Aquatic insect subsidies mediate seasonal bat activity in the Grand Canyon (135992)

Margaret Mattson 1 , Anya Metcalfe 2 , Sarah Ciarrachi 3 , Brandon Holton 4 , Theodore Weller 5 , David Lytle 1
  1. Oregon State University, Corvallis, OR, United States
  2. Grand Canyon Monitoring and Research Center, U. S. Geological Survey, Flagstaff, Arizona, USA
  3. ​Department of Biological Sciences, Northern Arizona University, Flagstaff, Arizona, USA
  4. National Park Service, Fort Collins, Colorado, USA
  5. Pacific Southwest Research Station, U. S. Forest Service, Arcata, California, USA

Seasonal activity is a fundamental driver of ecological interactions. In dam regulated rivers, flow regimes and water temperatures are often asynchronous with natural seasonal patterns.
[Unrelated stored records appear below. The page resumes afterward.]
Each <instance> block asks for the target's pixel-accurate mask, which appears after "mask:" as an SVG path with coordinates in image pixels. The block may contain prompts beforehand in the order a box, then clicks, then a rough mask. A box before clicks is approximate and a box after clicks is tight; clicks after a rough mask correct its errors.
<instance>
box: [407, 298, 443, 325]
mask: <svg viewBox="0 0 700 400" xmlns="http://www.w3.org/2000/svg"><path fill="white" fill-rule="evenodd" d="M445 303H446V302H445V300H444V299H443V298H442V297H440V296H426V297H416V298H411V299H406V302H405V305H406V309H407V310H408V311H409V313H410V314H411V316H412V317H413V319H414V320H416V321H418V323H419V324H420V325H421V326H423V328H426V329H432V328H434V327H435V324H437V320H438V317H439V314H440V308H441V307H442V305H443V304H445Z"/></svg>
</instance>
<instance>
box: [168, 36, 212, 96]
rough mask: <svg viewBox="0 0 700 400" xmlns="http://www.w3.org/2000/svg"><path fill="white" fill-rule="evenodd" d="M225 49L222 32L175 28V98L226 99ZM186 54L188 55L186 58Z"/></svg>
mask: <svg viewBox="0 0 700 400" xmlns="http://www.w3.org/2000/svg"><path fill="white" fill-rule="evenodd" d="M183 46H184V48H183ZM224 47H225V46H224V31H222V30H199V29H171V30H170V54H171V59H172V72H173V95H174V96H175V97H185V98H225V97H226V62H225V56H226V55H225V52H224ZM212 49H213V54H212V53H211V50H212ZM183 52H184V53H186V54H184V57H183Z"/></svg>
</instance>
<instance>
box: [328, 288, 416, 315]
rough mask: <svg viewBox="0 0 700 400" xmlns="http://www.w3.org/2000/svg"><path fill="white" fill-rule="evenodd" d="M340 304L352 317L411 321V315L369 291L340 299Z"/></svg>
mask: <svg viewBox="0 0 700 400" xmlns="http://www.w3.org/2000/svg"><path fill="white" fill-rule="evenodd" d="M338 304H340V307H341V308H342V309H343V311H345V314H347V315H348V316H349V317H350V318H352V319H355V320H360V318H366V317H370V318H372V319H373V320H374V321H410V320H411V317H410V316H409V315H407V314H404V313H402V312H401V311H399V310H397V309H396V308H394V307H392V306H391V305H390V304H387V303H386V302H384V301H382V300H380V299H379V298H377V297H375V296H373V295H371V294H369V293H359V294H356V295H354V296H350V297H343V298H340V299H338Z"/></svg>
In this study, we tested whether year-round aquatic insect subsidies in a dam-regulated river system mediate seasonal constraints on bat activity, particularly during the winter months. We quantified seasonal bat activity along the Colorado River corridor in Grand Canyon National Park using two years of passive acoustic monitoring across winter and active seasons. We paired species-level activity collected from April 2023 to November 2024 with functional trait data describing bat flight morphology and foraging ecology, as well as temperature and aquatic insect availability. Bat species clustered into three activity classes: species active year-round, species that were consistently rare throughout the sampling period, and species that were strongly seasonally filtered. Seasonal bat activity and prey availability were both highest at warm temperatures. Prey availability was an important predictor of bat activity year-round (p = 0.00171), but was a better predictor in winter (p = 2e-16) than the rest of the year (p = 2.17e-06). Our findings highlight the importance of aquatic insect availability for structuring consumer activity at higher trophic levels, underscoring desert river corridors as essential subsidies for cross-ecosystem energy transfers. Given ongoing pressures facing bat populations, including the impacts of white-nose syndrome, these findings could inform management applications for Glen Canyon Dam operations aimed at supporting bat diversity through winter insect availability.